İlişkisel veritabanında depolanan verileri saklamak, yönetmek, sorgulamak ve almak için kullanılan yazılıma ilişkisel veritabanı yönetim sistemi (RDBMSf). denir RDBMS, kullanıcılar ve uygulama yazılımları ile veritabanı arasında bir arayüzün yanı sıra veri depolama, erişim ve performans yönetimi için yönetim işlevleri sağlar.
Veritabanı türleri ve ilişkisel veritabanı ürünleri arasında seçim yaparken çeşitli faktörler kararınıza yön verebilir. Seçtiğiniz RDBMS işletmenizin gereksinimlerine bağlı olacaktır. Kendinize aşağıdaki soruları sorun:
İlişkisel veritabanları yıllar içinde giderek daha iyi, daha hızlı, daha güçlü ve daha kolay kullanılır hâle geldi. Ancak aynı zamanda daha karmaşık bir hale de geldiler ve veritabanı yönetmek, uzun süredir tam zamanlı bir iş durumunda. Geliştiriciler uzmanlıklarını işletmeye değer katacak yenilikçi uygulama yazılımları geliştirmeye odaklanmak için kullanamıyor. Zamanlarının çoğunu veritabanı performansını optimize etmek için gereken yönetim faaliyetlerine harcamak zorunda kalıyorlar.

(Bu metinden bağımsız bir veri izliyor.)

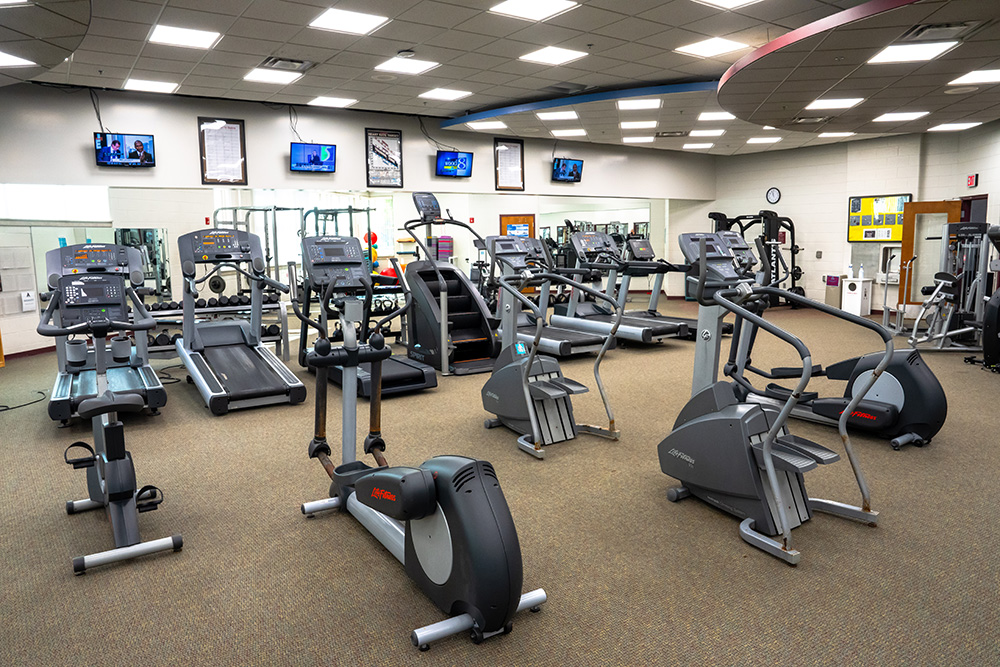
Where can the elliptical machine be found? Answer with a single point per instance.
(528, 392)
(446, 520)
(720, 445)
(95, 304)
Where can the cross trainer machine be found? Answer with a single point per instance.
(95, 304)
(528, 392)
(226, 360)
(446, 520)
(738, 456)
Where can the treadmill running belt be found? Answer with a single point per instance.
(243, 373)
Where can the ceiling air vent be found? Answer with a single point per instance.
(939, 31)
(286, 64)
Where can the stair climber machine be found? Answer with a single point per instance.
(598, 253)
(906, 405)
(555, 341)
(446, 520)
(76, 379)
(225, 359)
(451, 327)
(97, 304)
(528, 392)
(642, 262)
(736, 455)
(399, 374)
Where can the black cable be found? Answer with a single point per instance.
(6, 408)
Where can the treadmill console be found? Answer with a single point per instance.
(427, 206)
(91, 297)
(336, 258)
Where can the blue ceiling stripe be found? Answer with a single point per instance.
(703, 86)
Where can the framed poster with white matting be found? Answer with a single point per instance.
(384, 158)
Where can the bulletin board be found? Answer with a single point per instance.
(876, 218)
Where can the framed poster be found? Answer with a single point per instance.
(384, 158)
(876, 218)
(223, 146)
(508, 158)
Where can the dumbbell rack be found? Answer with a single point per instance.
(279, 310)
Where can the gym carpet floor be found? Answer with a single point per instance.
(632, 578)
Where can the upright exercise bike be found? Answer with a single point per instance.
(95, 304)
(447, 520)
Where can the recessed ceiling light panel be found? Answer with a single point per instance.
(912, 53)
(533, 10)
(552, 55)
(406, 66)
(635, 105)
(186, 37)
(557, 115)
(446, 94)
(151, 86)
(715, 46)
(900, 117)
(353, 23)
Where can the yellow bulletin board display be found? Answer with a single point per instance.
(877, 218)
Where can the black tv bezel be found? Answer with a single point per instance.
(311, 171)
(141, 165)
(566, 180)
(472, 160)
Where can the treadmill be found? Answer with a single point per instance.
(555, 341)
(642, 262)
(597, 253)
(76, 378)
(325, 258)
(225, 359)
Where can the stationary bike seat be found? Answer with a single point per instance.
(110, 401)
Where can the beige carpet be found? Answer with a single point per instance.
(632, 578)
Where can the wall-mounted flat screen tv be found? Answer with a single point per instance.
(313, 157)
(124, 150)
(567, 170)
(454, 163)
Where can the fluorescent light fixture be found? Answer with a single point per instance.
(707, 48)
(637, 124)
(953, 127)
(151, 86)
(353, 23)
(911, 53)
(336, 102)
(260, 75)
(7, 60)
(900, 117)
(488, 125)
(980, 76)
(186, 37)
(446, 94)
(533, 10)
(845, 103)
(553, 55)
(635, 105)
(557, 115)
(406, 66)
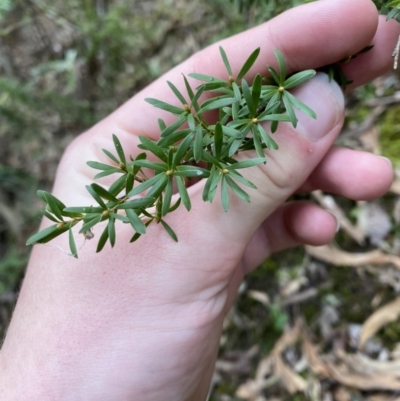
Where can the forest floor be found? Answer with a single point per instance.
(312, 323)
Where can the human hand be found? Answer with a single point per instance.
(143, 321)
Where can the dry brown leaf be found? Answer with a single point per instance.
(384, 315)
(360, 382)
(332, 254)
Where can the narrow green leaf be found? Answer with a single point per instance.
(118, 185)
(246, 163)
(269, 142)
(104, 167)
(257, 142)
(180, 183)
(224, 194)
(169, 230)
(111, 156)
(91, 223)
(158, 187)
(183, 147)
(177, 93)
(282, 66)
(152, 147)
(236, 189)
(289, 109)
(198, 144)
(248, 98)
(301, 106)
(218, 140)
(216, 103)
(145, 185)
(137, 203)
(298, 79)
(103, 239)
(96, 197)
(167, 197)
(118, 148)
(156, 166)
(274, 75)
(111, 231)
(165, 106)
(104, 193)
(40, 237)
(72, 245)
(256, 92)
(248, 64)
(225, 60)
(136, 222)
(173, 127)
(191, 171)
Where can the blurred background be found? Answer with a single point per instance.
(310, 323)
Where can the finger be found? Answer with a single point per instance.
(378, 60)
(309, 36)
(350, 173)
(291, 225)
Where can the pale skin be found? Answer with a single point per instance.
(143, 321)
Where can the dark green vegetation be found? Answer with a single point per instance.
(67, 64)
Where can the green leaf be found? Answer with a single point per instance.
(180, 183)
(84, 209)
(177, 93)
(104, 167)
(104, 193)
(145, 185)
(218, 140)
(136, 222)
(137, 203)
(257, 142)
(118, 185)
(173, 127)
(118, 148)
(167, 197)
(198, 144)
(156, 166)
(96, 197)
(111, 156)
(301, 106)
(289, 109)
(72, 245)
(103, 239)
(216, 103)
(269, 142)
(248, 98)
(236, 189)
(224, 194)
(152, 147)
(256, 92)
(282, 66)
(183, 147)
(91, 223)
(225, 60)
(165, 106)
(41, 236)
(111, 231)
(248, 64)
(191, 171)
(246, 163)
(169, 230)
(158, 187)
(298, 79)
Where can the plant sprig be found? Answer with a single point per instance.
(189, 148)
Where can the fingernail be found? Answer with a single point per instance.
(326, 99)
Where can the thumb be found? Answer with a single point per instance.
(300, 151)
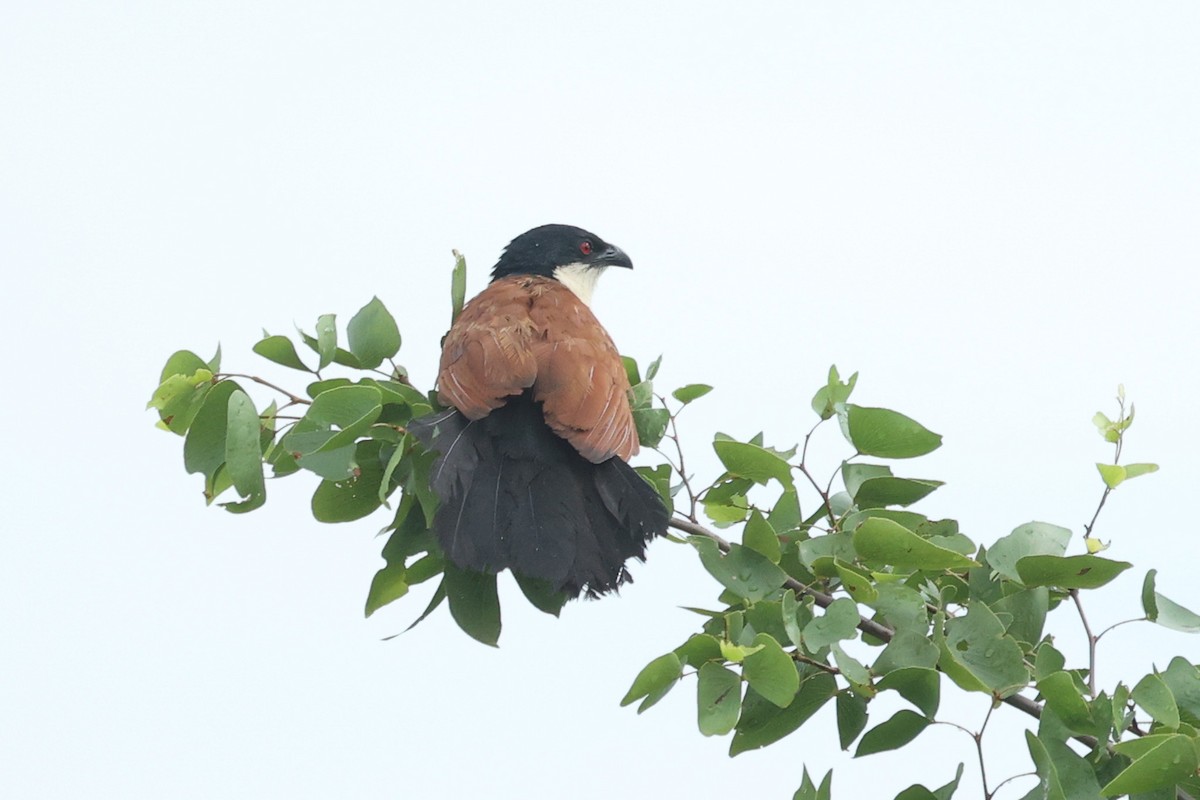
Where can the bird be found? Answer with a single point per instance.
(533, 445)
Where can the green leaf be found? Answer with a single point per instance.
(541, 594)
(204, 449)
(1068, 572)
(887, 491)
(1175, 617)
(772, 672)
(474, 603)
(810, 792)
(1155, 697)
(762, 722)
(918, 685)
(851, 717)
(244, 453)
(1183, 679)
(888, 542)
(654, 681)
(281, 350)
(1050, 787)
(372, 335)
(1031, 539)
(327, 340)
(977, 655)
(1065, 696)
(899, 731)
(388, 584)
(691, 392)
(355, 497)
(1171, 759)
(753, 462)
(886, 433)
(1149, 600)
(761, 537)
(743, 571)
(457, 286)
(833, 394)
(651, 425)
(718, 699)
(839, 623)
(946, 792)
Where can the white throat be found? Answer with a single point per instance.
(580, 278)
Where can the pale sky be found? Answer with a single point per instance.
(989, 210)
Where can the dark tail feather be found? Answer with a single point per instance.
(516, 495)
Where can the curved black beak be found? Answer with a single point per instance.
(616, 257)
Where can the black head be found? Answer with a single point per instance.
(546, 248)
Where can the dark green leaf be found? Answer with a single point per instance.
(1031, 539)
(762, 722)
(886, 433)
(888, 542)
(899, 731)
(474, 603)
(718, 699)
(772, 672)
(753, 462)
(1068, 572)
(1149, 600)
(354, 497)
(743, 571)
(244, 453)
(918, 685)
(652, 425)
(388, 584)
(654, 681)
(204, 445)
(691, 392)
(1171, 759)
(372, 335)
(1155, 697)
(839, 623)
(851, 717)
(457, 286)
(281, 350)
(541, 594)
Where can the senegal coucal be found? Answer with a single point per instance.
(532, 468)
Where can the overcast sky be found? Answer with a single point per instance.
(989, 210)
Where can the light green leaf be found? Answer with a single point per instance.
(372, 335)
(244, 453)
(886, 433)
(474, 603)
(691, 392)
(718, 699)
(753, 462)
(883, 541)
(772, 672)
(457, 286)
(281, 350)
(897, 732)
(1068, 572)
(654, 681)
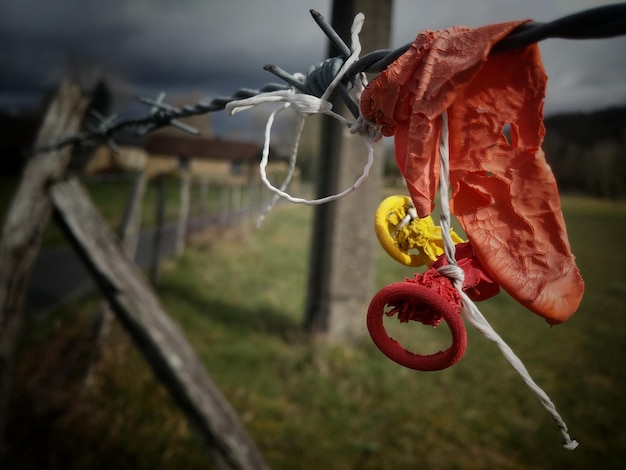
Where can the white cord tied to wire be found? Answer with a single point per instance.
(307, 105)
(469, 310)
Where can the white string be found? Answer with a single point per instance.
(469, 310)
(306, 105)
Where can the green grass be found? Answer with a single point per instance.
(310, 404)
(110, 198)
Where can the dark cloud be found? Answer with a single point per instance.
(218, 47)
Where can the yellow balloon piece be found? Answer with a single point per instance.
(407, 239)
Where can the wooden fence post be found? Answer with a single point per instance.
(157, 336)
(25, 224)
(183, 210)
(159, 215)
(129, 238)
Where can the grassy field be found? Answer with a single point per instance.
(311, 405)
(110, 197)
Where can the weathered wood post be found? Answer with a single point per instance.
(203, 201)
(160, 340)
(183, 208)
(129, 238)
(343, 244)
(26, 222)
(159, 216)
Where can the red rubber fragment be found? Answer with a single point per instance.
(478, 284)
(412, 300)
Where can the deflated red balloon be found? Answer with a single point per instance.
(503, 191)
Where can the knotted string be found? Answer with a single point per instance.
(307, 105)
(468, 309)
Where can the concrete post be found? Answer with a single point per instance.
(343, 243)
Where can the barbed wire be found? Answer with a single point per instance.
(596, 23)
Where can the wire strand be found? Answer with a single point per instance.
(596, 23)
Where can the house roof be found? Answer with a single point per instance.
(204, 148)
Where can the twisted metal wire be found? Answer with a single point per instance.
(596, 23)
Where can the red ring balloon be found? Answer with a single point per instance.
(393, 349)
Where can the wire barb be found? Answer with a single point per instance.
(596, 23)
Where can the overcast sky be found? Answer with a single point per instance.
(215, 47)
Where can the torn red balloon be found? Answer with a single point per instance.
(503, 191)
(427, 298)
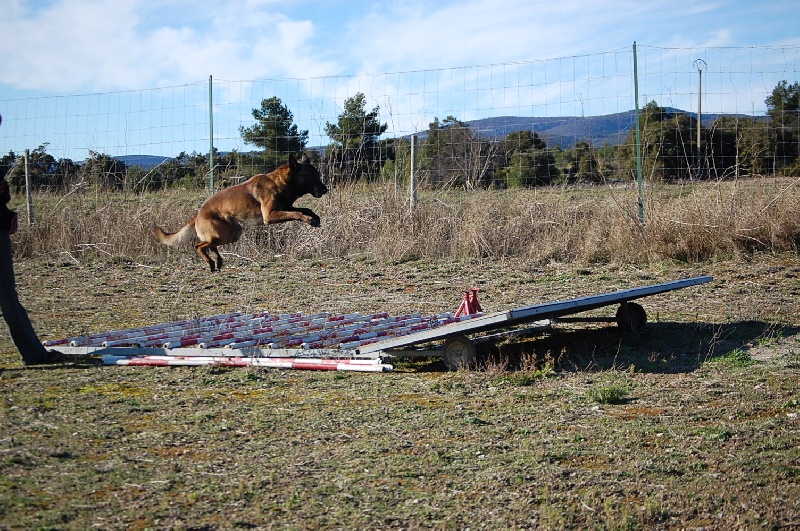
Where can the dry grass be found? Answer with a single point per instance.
(689, 223)
(690, 424)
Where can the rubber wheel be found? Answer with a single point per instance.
(459, 353)
(631, 317)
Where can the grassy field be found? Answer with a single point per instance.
(691, 423)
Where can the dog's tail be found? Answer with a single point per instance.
(174, 239)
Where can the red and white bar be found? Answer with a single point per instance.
(315, 364)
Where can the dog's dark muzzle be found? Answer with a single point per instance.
(319, 190)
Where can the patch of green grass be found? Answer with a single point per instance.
(735, 359)
(609, 394)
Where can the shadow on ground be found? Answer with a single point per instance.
(663, 347)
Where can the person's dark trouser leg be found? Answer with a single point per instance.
(15, 315)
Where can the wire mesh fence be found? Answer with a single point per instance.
(706, 113)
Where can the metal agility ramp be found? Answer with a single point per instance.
(348, 342)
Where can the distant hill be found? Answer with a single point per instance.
(609, 129)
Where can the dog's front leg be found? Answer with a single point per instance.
(296, 214)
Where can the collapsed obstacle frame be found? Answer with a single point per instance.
(349, 342)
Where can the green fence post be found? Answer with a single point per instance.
(210, 136)
(638, 137)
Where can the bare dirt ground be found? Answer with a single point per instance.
(691, 423)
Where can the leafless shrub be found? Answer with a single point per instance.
(689, 222)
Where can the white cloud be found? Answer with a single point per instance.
(87, 45)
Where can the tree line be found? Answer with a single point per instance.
(451, 154)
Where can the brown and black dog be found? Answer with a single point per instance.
(267, 196)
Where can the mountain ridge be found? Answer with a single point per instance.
(608, 129)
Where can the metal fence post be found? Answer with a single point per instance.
(638, 137)
(28, 195)
(210, 135)
(413, 173)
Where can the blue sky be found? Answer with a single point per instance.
(74, 47)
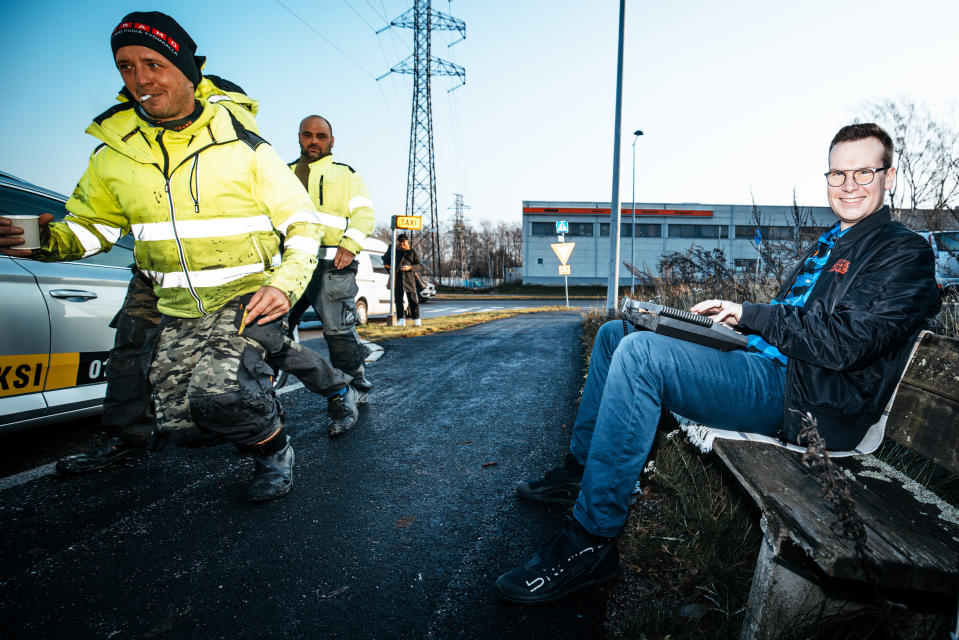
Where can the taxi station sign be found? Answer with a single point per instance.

Bugün, kendi kendini yöneten teknoloji yeni bir ilişkisel veritabanı türü sunmak için bulut veritabanı teknolojisi ve makine öğreniminin güçlü yönleri üzerinde yükselmektedir. Kendi kendini yöneten veritabanı (diğer bir deyişle otonom veritabanı) ilişkisel modelin güç ve avantajlarını korurken sorgu performansını artırmak ve yönetim görevlerini izlemek için yapay zekâ (AI), makine öğrenimi ve otomasyon da kullanıyor. Örneğin, sorgu performansını artırmak için kendi kendini yöneten veritabanı, sorguları daha hızlı hale getirmek için dizinleri hipotezleyebilir ve test edebilir ve ardından en iyilerini kendi başına canlı kullanıma aktarabilir. Kendi kendini yöneten veritabanı, bu geliştirmeleri insan müdahalesine gerek kalmadan sürekli yapar.
Kendi kendini yöneten teknoloji, geliştiricileri veritabanını yönetmeyle ilgili sıradan görevlerden kurtarır. Örneğin, artık altyapı gereksinimlerini önceden belirlemek zorunda değiller. Bunun yerine, kendi kendini yöneten bir veritabanıyla, veritabanı büyümesini desteklemek için depolama ve bilişim kaynaklarını gerektikçe ekleyebilirler. Geliştiriciler yalnızca birkaç adımla kendi kendini yöneten bir ilişkisel veritabanını kolayca oluşturabilir uygulama yazılımı geliştirme süreçlerini hızlandırabilirler.